Brüssel – Die Vorgänge von Berlin hallen auch im EU-Parlament nach. Das verdeutlicht Katarina Barley in einem Spiegel-Interview zur Migrationspolitik und EU-Kritik von Friedrich Merz. Es sei „noch einmal eine ganz andere Qualität“, was sich derzeit entwickele in Deutschland und auch in Österreich, wo die erste FPÖ-Kanzlerschaft bevorzustehen scheint. Anders und damit schwerwiegender im Vergleich zur Zusammenarbeit von Konservativen und Rechtspopulisten bei manchen Anträgen in Brüssel, meint die SPD-Politikerin.

Sie hält es für „gefährlich, was da gerade passiert“. Womit die 56-Jährige auf die Abstimmung zum Fünf-Punkte-Plan des CDU-Chefs für eine restriktivere Migrationspolitik anspielt. Denn diese fand im Bundestag nur mit den Stimmen der AfD eine Mehrheit, was Merz in Kauf nahm.

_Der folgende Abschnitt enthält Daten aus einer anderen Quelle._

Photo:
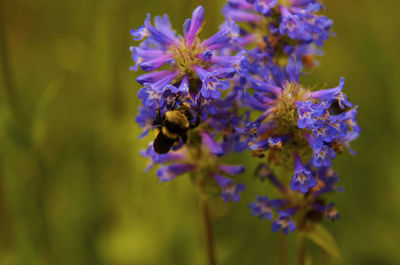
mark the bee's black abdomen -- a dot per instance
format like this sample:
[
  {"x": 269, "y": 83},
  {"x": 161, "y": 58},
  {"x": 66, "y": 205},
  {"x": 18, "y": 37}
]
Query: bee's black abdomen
[{"x": 162, "y": 144}]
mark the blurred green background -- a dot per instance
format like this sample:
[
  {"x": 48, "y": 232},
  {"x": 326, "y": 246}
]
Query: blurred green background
[{"x": 72, "y": 189}]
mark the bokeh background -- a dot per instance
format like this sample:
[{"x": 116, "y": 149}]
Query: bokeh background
[{"x": 72, "y": 187}]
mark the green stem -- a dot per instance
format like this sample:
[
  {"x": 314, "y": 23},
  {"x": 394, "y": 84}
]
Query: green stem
[
  {"x": 208, "y": 232},
  {"x": 282, "y": 249},
  {"x": 301, "y": 256}
]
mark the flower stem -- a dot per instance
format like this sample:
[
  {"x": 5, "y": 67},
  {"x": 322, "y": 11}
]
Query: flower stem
[
  {"x": 208, "y": 232},
  {"x": 282, "y": 249},
  {"x": 301, "y": 256}
]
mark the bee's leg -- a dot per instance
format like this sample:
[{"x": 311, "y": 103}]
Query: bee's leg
[{"x": 158, "y": 120}]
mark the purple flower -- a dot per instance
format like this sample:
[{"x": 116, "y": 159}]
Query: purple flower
[
  {"x": 187, "y": 57},
  {"x": 264, "y": 207},
  {"x": 302, "y": 180},
  {"x": 168, "y": 173}
]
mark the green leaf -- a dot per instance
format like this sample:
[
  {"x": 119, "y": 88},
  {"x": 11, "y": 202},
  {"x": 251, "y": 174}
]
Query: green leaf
[{"x": 324, "y": 239}]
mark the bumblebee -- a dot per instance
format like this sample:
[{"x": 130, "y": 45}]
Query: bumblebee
[{"x": 173, "y": 126}]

Barley kritisiert Merz: „Unter Merkel wäre solch ein Vorgang unmöglich gewesen“

„Bis Mittwoch habe ich für unvorstellbar gehalten, was dann im Bundestag geschehen ist. Ich war ja selbst Ministerin in einer Koalition mit der CDU“, zeigt sich die ehemalige Familien- und Justizministerin erschüttert: „Unter Angela Merkel wäre solch ein Vorgang unmöglich gewesen, niemals hätte sie gehandelt wie Friedrich Merz und Stimmen der AfD für eine Mehrheit akzeptiert.“

Wegen dieser Billigung gehen bereits zahlreiche SPD- und Grünen-Politiker auf Distanz zum mit Abstand aussichtsreichsten Kanzlerkandidaten. Seine Eignung für den Posten als Regierungschef wird offen in Frage gestellt.

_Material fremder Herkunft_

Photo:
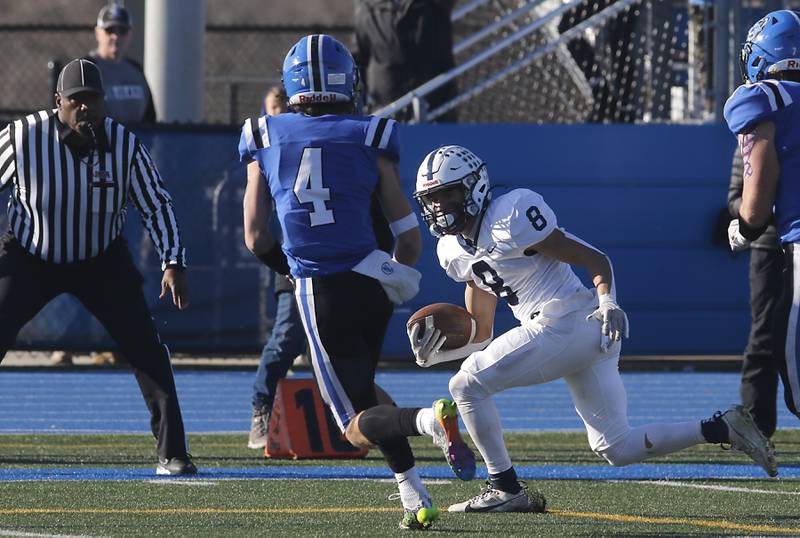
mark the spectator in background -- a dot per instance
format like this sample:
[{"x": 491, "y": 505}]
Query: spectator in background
[
  {"x": 128, "y": 97},
  {"x": 128, "y": 100},
  {"x": 759, "y": 387},
  {"x": 287, "y": 339},
  {"x": 400, "y": 45}
]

Barley ist sich zumindest sicher, die Union würde „lieber mit der demokratischen Mitte regieren. Aber wenn wir nicht mit machen, was die wollen, gehen sie zu den Rechtsaußen. Dabei ist das fatal, denn es wertet die extremistischen Kräfte auf.“

Kommen bei der Migrationspolitik nicht auf einen Nenner: Katarina Barley verteidigt das Vorgehen der EU und kritisiert Friedrich Merz. ©  IMAGO / Future Image, IMAGO / rheinmainfoto

Merz und die Kritik an der EU-Asylpolitik: SPD-Politikerin setzt auf neuen Kompromiss in Brüssel

Der mutmaßliche deutsche Alleingang in der Migrationspolitik unter einem Kanzler Merz würde in ihren Augen ins Verderben führen. Denn Fragen der Migration müssten in Zusammenarbeit mit anderen Staaten gelöst werden.

Dabei verweist die Vizepräsidentin des EU-Parlaments auf den neuen Asylkompromiss und prognostiziert: „So werden Geflüchtete, die eine Bleibeberechtigung haben, bald fair auf die Mitgliedsstaaten verteilt. Für diejenigen, die keine Aussicht auf ein Bleiberecht haben, wird das Verfahren direkt bei der Einreise deutlich schneller durchgeführt und bei negativer Entscheidung dürfen sie nicht weiter in die Europäische Union einreisen.“

Experten bezweifeln jedoch, ob die Reform des Gemeinsamen Europäischen Asylsystems (GEAS) der große Gamechanger wird. Schon allein, weil fraglich ist, ob sich die anderen EU-Länder überhaupt daran gebunden fühlen. Die Reform soll für einen wirksamen Grenzschutz an den EU-Außengrenzen sorgen, hinzu kommen einheitliche Standards für Registrierungen und Zuständigkeiten sowie ein Solidaritätsmechanismus, der verpflichtend ist. So zumindest die Theorie.

Merz und die dauerhaften Grenzkontrollen: „Enorme Probleme für Unternehmen und Pendler“

Merz hatte im Rahmen der Bundestagsdebatte die europäische Asyl- und Migrationspolitik als dysfunktional gebrandmarkt. Zudem betonte er, mit Dänemark und den Niederlanden würden bereits Länder genau das machen, was er nun vorschlage.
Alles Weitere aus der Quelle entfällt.